Na terça-feira, o município do sul do distrito de Vila Real interditou a zona ribeirinha da cidade, nomeadamente as zonas dos cais da Régua e da Junqueira e a ciclovia que se estende junto ao rio.
Depois de uma subida verificada durante a noite, o caudal do rio desceu durante o dia, mas voltou, agora, a aumentar e a submergir parte dos edifícios localizados no cais, nomeadamente o bar de onde, previamente, já tinham sido retirados equipamentos e materiais.
José Manuel Gonçalves disse que a noite vai ser de monitorização permanente do caudal do rio até porque, explicou, “há uma pressão grande”.

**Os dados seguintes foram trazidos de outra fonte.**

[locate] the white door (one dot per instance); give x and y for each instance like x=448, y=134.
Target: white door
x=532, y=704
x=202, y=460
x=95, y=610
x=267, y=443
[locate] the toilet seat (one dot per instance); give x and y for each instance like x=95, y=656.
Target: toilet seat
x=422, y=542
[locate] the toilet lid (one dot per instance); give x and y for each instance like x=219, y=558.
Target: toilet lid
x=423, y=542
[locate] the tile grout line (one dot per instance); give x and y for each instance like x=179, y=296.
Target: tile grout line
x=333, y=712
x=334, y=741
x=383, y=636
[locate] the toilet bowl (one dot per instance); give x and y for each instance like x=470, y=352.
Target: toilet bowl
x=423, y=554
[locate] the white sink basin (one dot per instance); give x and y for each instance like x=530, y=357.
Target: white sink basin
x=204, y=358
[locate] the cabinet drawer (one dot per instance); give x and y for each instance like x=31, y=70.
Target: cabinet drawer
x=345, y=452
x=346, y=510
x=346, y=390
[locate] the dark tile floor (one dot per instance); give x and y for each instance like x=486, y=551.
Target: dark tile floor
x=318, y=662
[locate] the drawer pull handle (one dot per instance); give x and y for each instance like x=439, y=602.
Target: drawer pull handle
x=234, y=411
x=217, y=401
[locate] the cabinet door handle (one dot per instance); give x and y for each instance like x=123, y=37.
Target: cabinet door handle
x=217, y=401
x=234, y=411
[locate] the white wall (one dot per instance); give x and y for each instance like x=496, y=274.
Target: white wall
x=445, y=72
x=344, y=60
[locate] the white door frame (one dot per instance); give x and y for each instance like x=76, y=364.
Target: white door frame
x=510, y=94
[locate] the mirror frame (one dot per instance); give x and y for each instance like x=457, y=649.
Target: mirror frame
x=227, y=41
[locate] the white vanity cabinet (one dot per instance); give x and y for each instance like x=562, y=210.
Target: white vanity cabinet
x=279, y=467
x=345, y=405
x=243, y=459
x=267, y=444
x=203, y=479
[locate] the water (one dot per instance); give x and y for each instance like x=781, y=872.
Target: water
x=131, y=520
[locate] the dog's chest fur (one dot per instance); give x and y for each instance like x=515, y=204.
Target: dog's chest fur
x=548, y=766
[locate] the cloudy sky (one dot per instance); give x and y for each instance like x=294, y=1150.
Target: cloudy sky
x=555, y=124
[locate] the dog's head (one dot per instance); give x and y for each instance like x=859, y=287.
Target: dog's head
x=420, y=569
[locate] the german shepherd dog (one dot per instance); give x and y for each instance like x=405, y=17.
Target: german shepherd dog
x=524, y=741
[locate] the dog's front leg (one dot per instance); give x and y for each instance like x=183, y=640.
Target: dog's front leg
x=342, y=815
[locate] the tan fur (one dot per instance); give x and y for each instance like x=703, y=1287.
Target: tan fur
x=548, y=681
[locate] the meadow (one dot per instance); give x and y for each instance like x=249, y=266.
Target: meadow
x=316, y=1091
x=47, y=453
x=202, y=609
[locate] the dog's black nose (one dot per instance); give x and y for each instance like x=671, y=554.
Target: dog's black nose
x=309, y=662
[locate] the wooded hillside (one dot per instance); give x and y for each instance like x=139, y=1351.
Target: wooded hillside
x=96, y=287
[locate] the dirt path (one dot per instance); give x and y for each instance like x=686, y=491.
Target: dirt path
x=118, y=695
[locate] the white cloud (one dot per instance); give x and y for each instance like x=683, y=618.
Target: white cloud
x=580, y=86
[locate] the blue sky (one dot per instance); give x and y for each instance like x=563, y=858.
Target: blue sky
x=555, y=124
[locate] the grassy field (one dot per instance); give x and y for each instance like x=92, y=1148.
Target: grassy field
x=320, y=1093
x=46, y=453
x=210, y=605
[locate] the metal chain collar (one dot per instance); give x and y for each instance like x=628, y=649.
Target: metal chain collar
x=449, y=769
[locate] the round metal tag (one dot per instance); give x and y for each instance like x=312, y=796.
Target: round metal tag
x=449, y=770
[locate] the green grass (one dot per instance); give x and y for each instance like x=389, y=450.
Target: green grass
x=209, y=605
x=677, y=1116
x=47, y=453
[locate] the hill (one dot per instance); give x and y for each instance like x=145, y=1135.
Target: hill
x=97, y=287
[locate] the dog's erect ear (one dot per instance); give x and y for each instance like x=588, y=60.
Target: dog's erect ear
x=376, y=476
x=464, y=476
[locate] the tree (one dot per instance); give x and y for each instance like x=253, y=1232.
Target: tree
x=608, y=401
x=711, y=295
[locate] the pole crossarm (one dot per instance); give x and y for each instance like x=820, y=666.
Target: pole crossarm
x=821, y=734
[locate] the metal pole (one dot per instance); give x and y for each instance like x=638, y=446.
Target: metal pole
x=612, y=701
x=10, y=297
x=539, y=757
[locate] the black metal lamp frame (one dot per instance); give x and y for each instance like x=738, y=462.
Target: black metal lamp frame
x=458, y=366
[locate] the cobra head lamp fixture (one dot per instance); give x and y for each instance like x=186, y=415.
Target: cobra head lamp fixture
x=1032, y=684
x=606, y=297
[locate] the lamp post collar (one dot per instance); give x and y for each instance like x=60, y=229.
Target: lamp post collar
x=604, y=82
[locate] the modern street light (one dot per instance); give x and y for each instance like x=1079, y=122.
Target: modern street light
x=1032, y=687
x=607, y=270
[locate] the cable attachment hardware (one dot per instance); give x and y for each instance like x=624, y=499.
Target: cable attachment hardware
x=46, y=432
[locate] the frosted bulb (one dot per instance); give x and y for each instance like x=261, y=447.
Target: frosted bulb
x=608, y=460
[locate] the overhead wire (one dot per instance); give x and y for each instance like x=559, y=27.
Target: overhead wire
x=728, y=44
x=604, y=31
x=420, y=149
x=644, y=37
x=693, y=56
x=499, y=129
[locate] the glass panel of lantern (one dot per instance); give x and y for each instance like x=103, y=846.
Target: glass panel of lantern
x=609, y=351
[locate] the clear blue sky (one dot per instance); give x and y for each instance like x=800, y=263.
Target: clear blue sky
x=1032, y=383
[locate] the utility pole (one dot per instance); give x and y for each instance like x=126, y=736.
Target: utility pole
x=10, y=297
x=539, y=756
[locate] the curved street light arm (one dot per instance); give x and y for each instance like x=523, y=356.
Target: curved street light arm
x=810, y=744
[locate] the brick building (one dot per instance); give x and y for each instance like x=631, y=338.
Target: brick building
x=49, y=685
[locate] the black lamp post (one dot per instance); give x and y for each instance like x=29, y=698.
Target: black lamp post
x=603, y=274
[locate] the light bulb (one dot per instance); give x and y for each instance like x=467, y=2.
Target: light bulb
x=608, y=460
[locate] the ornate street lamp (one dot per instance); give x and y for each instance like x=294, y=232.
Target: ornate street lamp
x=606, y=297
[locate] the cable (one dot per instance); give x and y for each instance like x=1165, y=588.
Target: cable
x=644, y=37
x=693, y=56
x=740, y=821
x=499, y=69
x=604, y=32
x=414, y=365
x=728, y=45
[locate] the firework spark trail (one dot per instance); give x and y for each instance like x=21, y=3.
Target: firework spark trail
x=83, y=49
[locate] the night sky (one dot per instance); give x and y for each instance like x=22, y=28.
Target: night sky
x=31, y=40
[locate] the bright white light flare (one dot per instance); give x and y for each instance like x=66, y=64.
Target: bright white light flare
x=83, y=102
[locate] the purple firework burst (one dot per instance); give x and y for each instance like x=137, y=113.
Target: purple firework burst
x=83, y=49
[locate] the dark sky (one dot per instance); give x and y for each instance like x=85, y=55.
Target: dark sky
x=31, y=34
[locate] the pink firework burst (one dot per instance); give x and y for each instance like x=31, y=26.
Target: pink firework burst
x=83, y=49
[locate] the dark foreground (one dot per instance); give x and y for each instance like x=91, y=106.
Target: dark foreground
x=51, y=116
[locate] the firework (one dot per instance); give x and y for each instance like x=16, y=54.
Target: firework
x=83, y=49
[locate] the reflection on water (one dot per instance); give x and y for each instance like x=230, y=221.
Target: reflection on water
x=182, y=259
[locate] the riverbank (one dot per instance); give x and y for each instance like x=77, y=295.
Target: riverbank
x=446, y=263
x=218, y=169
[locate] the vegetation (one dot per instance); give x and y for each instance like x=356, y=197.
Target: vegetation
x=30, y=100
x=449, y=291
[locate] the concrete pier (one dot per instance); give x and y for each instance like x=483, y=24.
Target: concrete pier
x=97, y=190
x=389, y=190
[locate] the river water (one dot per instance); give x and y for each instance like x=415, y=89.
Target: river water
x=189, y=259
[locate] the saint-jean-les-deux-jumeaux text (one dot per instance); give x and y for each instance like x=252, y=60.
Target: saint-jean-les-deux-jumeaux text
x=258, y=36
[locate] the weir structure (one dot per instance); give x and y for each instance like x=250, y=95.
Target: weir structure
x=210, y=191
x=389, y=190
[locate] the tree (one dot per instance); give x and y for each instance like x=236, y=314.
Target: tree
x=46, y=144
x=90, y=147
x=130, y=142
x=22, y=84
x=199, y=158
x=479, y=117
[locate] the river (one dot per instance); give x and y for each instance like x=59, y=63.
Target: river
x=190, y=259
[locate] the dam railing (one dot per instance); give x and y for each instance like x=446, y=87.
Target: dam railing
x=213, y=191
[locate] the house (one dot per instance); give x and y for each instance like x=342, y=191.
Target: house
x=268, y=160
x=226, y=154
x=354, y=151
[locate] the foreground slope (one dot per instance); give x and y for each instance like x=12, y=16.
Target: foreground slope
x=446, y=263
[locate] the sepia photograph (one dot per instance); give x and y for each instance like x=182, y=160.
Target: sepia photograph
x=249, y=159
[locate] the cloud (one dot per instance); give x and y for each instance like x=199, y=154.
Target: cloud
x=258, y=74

Durante o dia choveu muito na região, começou a verificar-se o degelo da neve que caiu e são grandes os caudais provenientes de Espanha.
“Está a haver uma gestão cuidada, mas neste momento temos essa preocupação”, assegurou.
Na terça-feira foi ativado alerta laranja de cheias na Via Navegável do Douro (VND) e impedida a navegação às embarcações com menos de 12 metros de comprimento, mantendo-se interdita a navegação noturna e a cinco quilómetros das barragens.
Em comunicado, a Administração dos Portos do Douro, Leixões e Viana do Castelo (APDL) adiantou que, com a ativação do alerta laranja de cheias para toda a VND, depois do agravamento das condições hidrológicas e meteorológicas, foram implementadas medidas e condicionamentos na via que tem uma extensão de 208 quilómetros, entre a barra do Douro (Porto) e o local transfronteiriço de Barca D’Alva.
Depois da depressão Joseph, a passagem da depressão Kristin pelo território português deixou um rasto de destruição, causou cinco mortos e vários desalojados.
Os distritos mais afetados foram Leiria (por onde a depressão entrou no território continental), Coimbra, Santarém e Lisboa.
Quedas de árvores e de estruturas, corte ou o condicionamento de estradas e serviços de transporte, em especial linhas ferroviárias, fecho de escolas e cortes de energia, água e comunicações foram as principais consequências materiais do temporal.
A Proteção Civil está em estado de prontidão especial de nível 4, o máximo, em toda a orla costeira entre Viana do Castelo e Setúbal, e há avisos meteorológicos vermelhos (nível mais grave) em toda a costa do continente.